Надо было научиться жить в этом коллективе на целых долгих восемь лет так, чтобы не особенно выделяться, но все-таки остаться собой. С кем-то дружить, с кем-то враждовать. Вместе со всеми, независимо от дружбы и вражды, на торжественной линейке получить октябрятскую звездочку, в центре которой был изображен кудрявый подросток Володя Ульянов; вместе со всеми выучить пионерскую клятву и научиться завязывать красивым узлом красный галстук; вместе со всеми в 14 лет (если позволяли дисциплинарные и учебные успехи) вступить в комсомол…

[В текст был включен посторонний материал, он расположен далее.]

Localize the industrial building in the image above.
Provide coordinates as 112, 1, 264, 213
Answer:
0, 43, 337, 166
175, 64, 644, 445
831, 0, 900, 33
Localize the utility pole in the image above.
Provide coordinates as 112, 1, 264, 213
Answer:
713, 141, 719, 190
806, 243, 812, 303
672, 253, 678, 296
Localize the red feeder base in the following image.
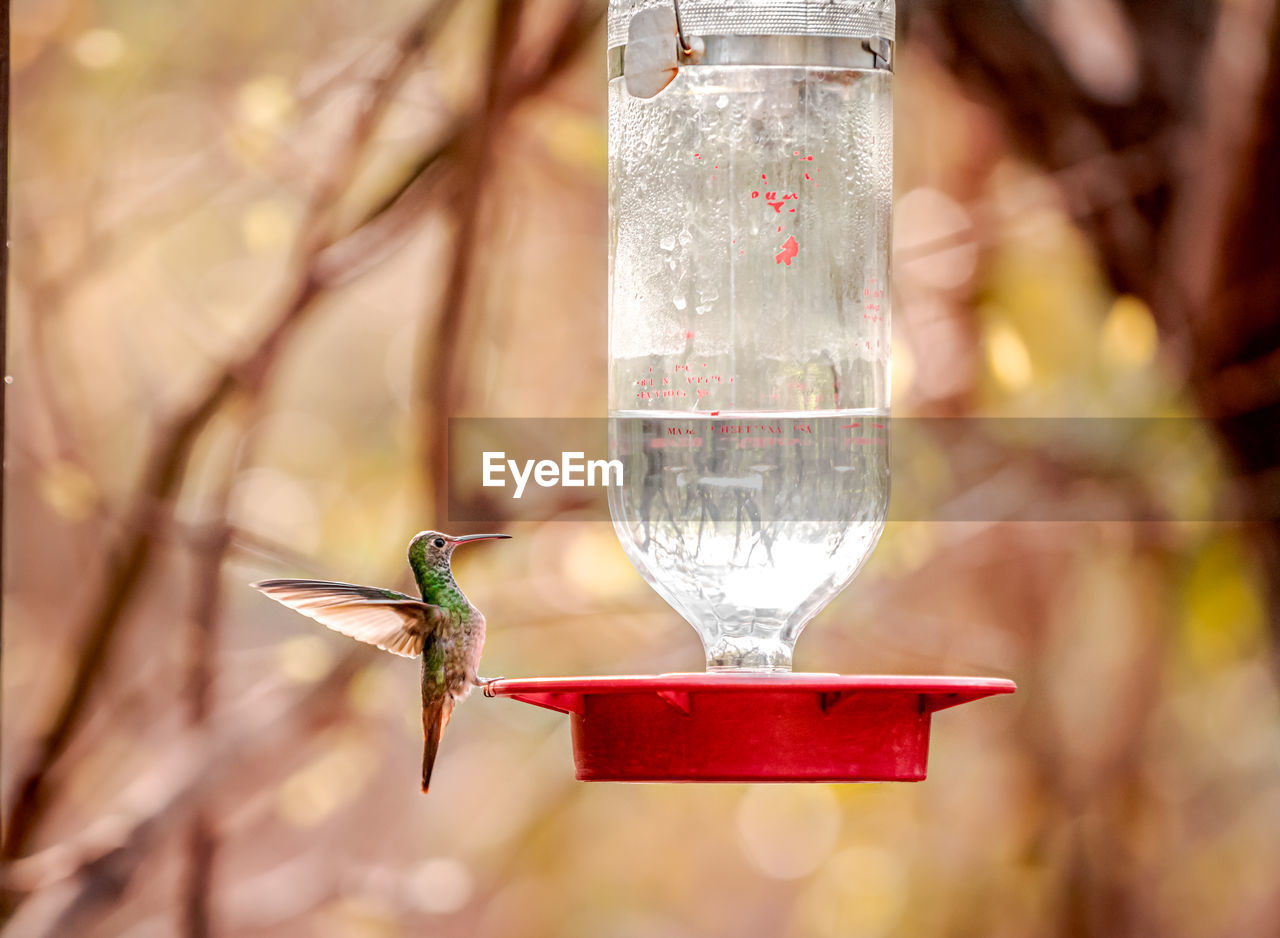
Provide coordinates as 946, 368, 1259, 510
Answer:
485, 673, 1016, 782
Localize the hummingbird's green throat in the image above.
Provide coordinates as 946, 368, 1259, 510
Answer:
253, 531, 511, 791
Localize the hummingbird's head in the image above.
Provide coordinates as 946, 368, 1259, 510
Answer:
408, 531, 511, 571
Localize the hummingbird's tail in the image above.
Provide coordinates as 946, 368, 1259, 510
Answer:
422, 694, 453, 792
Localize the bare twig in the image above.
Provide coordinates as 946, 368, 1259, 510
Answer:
0, 0, 454, 885
5, 649, 370, 938
414, 0, 603, 518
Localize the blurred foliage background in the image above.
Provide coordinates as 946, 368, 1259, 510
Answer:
3, 0, 1280, 938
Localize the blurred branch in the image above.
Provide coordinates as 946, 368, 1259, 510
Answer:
414, 0, 604, 518
5, 648, 372, 938
904, 0, 1280, 651
182, 397, 262, 938
0, 0, 457, 901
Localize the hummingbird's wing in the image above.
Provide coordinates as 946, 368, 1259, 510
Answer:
252, 580, 447, 658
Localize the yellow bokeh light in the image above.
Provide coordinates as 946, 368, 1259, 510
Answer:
241, 198, 296, 255
1102, 294, 1160, 370
987, 321, 1034, 392
236, 76, 293, 129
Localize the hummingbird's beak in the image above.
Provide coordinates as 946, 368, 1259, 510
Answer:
449, 534, 511, 544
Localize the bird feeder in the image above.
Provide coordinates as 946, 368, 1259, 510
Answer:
486, 0, 1014, 781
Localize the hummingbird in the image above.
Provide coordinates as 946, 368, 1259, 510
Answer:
251, 531, 511, 792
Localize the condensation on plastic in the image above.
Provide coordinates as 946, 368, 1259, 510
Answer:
609, 0, 893, 49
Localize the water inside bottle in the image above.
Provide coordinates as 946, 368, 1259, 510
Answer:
609, 409, 888, 669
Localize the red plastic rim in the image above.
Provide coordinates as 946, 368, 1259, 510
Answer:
485, 673, 1016, 782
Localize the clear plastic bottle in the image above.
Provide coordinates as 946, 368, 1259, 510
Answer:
609, 0, 893, 671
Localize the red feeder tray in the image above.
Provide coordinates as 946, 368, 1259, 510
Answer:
485, 673, 1016, 782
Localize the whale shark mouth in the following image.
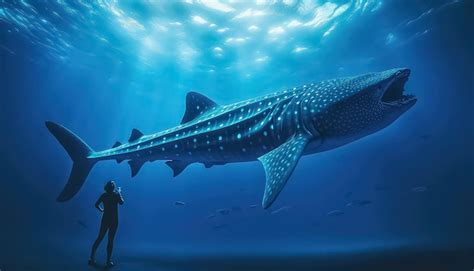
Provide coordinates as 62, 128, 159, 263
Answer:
380, 70, 416, 105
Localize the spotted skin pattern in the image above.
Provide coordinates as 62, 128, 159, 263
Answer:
47, 69, 416, 208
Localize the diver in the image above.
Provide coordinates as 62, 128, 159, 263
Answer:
89, 180, 124, 267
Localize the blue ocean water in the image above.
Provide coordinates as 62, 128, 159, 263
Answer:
0, 0, 474, 270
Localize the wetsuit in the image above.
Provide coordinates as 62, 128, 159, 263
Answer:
91, 192, 123, 261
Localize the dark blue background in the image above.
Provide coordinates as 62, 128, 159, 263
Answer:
0, 1, 474, 268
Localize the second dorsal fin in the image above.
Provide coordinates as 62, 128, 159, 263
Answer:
128, 128, 143, 142
181, 91, 218, 123
112, 141, 122, 148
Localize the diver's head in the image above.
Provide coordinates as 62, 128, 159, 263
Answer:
104, 180, 116, 193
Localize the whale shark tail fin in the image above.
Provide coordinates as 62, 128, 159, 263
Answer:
45, 121, 95, 202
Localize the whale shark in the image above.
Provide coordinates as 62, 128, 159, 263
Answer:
46, 68, 417, 209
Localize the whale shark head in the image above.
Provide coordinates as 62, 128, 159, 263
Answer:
311, 68, 417, 144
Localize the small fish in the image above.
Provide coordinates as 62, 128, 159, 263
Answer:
346, 200, 372, 207
411, 186, 428, 193
327, 210, 344, 216
420, 135, 431, 140
216, 208, 230, 215
77, 220, 87, 229
374, 184, 390, 191
231, 206, 242, 213
212, 224, 230, 230
270, 206, 291, 215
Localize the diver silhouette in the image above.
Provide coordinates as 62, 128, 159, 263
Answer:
89, 181, 124, 267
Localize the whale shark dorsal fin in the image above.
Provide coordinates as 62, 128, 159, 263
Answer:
128, 128, 143, 142
112, 141, 122, 148
128, 160, 146, 177
181, 91, 218, 124
258, 133, 311, 209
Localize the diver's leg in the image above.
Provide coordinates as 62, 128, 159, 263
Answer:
89, 219, 108, 264
107, 220, 118, 266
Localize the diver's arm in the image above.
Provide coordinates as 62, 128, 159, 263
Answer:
95, 195, 104, 213
116, 187, 124, 205
117, 192, 124, 205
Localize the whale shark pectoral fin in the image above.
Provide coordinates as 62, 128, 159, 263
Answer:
112, 141, 122, 148
258, 133, 311, 209
129, 160, 146, 177
202, 162, 227, 168
181, 91, 218, 124
128, 128, 143, 142
166, 160, 191, 177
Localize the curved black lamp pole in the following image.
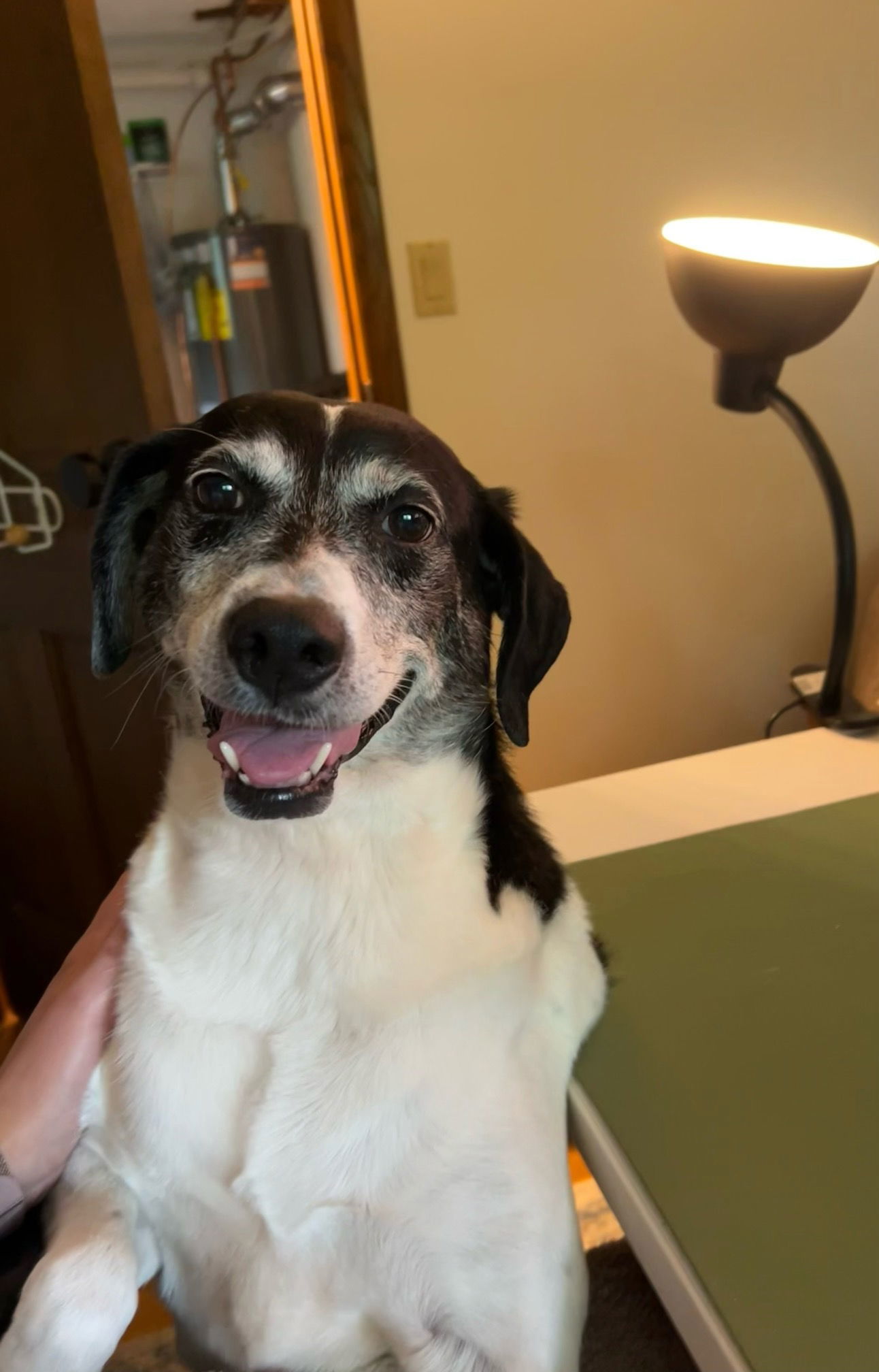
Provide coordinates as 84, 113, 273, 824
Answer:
764, 382, 850, 728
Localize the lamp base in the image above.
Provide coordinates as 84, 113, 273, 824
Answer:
790, 663, 879, 734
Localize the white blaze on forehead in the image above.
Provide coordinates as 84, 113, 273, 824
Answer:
324, 402, 346, 438
199, 431, 299, 494
331, 457, 436, 505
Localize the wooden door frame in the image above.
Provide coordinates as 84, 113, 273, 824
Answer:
291, 0, 409, 410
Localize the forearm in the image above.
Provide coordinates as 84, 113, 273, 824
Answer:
0, 1152, 24, 1239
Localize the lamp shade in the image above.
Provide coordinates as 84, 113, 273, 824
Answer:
663, 218, 879, 409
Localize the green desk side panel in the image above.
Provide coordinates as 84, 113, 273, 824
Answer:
572, 796, 879, 1372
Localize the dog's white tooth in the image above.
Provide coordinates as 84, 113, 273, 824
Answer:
312, 742, 333, 777
219, 738, 242, 771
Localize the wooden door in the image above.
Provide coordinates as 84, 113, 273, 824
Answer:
0, 0, 173, 1013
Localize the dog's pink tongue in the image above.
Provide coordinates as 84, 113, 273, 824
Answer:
207, 709, 361, 786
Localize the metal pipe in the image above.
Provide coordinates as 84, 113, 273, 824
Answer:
216, 71, 304, 224
227, 71, 304, 135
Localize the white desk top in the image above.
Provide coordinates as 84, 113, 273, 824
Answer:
531, 728, 879, 862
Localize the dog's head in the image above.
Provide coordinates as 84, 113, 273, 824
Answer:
92, 394, 569, 818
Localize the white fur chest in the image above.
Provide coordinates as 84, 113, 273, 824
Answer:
84, 745, 597, 1369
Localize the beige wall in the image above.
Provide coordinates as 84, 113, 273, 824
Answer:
358, 0, 879, 786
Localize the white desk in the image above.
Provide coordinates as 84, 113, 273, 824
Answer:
531, 728, 879, 1372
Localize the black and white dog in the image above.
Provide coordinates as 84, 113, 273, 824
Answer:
0, 394, 605, 1372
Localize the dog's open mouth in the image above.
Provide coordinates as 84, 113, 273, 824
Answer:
201, 672, 414, 819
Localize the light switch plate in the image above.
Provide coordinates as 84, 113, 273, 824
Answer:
406, 240, 457, 316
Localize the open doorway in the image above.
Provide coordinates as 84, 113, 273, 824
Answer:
97, 0, 349, 423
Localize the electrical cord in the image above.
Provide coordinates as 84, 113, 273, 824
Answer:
763, 700, 802, 738
166, 15, 289, 242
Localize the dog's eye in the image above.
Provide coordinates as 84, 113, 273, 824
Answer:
381, 505, 435, 543
189, 472, 244, 514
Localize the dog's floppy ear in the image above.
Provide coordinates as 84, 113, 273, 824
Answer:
480, 490, 570, 748
92, 434, 177, 676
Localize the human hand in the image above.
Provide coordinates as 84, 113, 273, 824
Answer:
0, 875, 127, 1205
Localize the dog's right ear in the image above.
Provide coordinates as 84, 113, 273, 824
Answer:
92, 431, 178, 676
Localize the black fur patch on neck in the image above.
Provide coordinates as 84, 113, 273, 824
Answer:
477, 723, 565, 922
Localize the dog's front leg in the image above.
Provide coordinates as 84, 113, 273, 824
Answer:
399, 1334, 501, 1372
0, 1147, 158, 1372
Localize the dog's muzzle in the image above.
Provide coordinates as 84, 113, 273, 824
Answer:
201, 672, 416, 819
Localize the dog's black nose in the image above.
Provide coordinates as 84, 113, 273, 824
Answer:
227, 600, 346, 705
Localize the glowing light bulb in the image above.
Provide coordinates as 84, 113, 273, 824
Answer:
663, 218, 879, 267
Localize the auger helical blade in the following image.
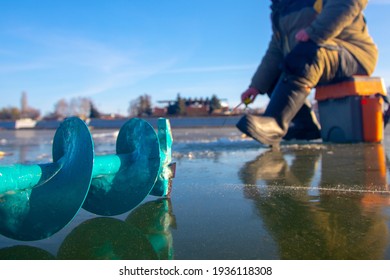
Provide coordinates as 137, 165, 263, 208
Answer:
150, 118, 176, 197
83, 118, 161, 216
0, 117, 94, 241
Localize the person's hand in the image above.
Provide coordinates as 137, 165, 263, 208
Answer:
295, 29, 310, 42
241, 87, 259, 105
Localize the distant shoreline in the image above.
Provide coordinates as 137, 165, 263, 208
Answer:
0, 115, 241, 130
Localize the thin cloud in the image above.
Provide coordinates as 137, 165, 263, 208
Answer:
368, 0, 390, 5
164, 64, 257, 74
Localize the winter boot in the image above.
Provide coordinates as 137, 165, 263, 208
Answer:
283, 100, 321, 140
236, 75, 310, 146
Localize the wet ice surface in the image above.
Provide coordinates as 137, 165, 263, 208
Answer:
0, 128, 390, 259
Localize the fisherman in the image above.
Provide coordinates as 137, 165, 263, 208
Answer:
236, 0, 378, 146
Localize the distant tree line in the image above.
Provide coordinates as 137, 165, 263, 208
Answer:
46, 97, 102, 119
128, 94, 222, 117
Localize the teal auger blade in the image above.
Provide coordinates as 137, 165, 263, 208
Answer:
0, 118, 94, 241
83, 118, 161, 216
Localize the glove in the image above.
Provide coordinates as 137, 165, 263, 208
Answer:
241, 87, 259, 105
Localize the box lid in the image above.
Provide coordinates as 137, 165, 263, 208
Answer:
315, 76, 386, 101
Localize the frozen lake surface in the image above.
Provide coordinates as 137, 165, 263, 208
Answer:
0, 127, 390, 260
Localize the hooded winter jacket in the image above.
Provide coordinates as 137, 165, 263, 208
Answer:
251, 0, 378, 93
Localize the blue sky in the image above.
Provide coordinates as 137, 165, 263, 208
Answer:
0, 0, 390, 114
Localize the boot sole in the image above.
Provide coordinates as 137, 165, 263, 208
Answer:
236, 115, 282, 146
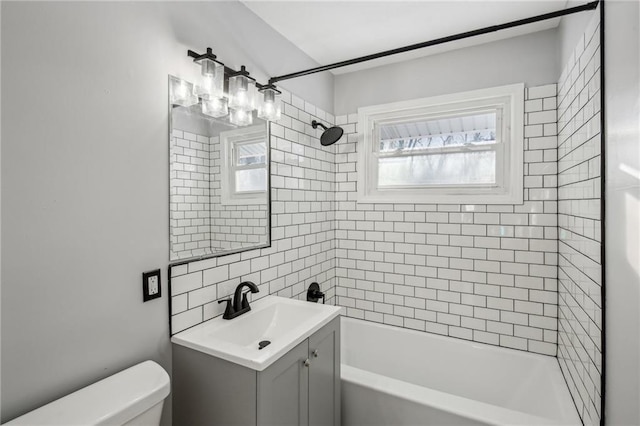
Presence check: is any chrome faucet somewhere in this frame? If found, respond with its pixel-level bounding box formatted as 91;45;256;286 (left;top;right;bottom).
218;281;260;319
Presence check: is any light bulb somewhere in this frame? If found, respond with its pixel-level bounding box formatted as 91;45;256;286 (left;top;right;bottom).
258;87;282;121
229;109;253;126
169;77;198;107
202;98;229;117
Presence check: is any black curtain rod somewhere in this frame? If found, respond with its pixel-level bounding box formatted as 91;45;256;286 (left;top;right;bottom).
269;0;599;84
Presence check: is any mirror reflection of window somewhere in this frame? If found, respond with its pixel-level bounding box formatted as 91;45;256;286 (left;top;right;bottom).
231;138;267;195
169;76;270;261
220;125;268;204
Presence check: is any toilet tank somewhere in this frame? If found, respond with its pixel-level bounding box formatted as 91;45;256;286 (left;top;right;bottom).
3;361;170;426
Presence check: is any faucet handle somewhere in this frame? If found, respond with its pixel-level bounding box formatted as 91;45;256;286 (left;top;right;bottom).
218;298;235;319
242;291;251;309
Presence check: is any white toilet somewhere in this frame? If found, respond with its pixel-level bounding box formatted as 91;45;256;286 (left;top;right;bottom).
3;361;170;426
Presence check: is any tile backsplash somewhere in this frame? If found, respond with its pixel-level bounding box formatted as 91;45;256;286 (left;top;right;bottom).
558;13;602;425
170;76;596;372
170;92;336;334
169;128;211;259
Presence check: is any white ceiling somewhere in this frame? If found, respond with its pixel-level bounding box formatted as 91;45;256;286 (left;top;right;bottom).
243;0;587;74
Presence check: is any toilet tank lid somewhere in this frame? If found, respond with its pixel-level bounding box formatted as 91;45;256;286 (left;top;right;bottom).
3;361;170;426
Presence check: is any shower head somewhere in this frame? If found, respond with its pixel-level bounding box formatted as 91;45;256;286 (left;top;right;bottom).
311;120;344;146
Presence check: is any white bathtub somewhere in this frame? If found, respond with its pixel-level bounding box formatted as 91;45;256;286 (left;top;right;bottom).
341;317;582;426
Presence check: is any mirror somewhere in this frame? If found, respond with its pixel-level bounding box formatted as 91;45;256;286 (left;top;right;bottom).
169;76;271;261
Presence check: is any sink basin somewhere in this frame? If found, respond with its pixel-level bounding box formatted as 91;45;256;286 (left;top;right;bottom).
171;296;341;371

Учился Витя в школе довольно средне – например, терпеть не мог писать сочинения, особенно – на свободную тему. Никогда не знал – о чем писать. Обычно писал полстраницы и чувствовал, что высказал все. Немногословен был с ранних лет. И мыслил конкретно: что значит – свободная тема? Рассказывать что-то о своих мыслях и чувствах – стыдно и неловко, а просто так писать, разливаясь соловьем, не дал Бог таланта. Предпочитал всегда темы определенные, где можно было, не прибегая к излишней и ненужной откровенности, рассказать о прочитанном, не выражая собственного мнения. В этом смысле хорошо было писать, например, о Павлике Морозове или молодогвардейцах – тут все ясно, ничего не надо выдумывать… Правда, интересовался математикой, оценки по этому предмету всегда были хорошими, но особенно увлечен учебой не был. И музыкой не увлекся – Василий Михайлович был старостой духового оркестра при клубе и всячески пытался приобщить к этому сына, даже купил ему кларнет. Но Витя заниматься не хотел, с гораздо большим удовольствием слушал, приходил на выступления отца, на танцы, когда на них играл оркестр. Кларнет так и валялся где-то в гараже, пока однажды, уже после школы, не пригодился Вите для драки…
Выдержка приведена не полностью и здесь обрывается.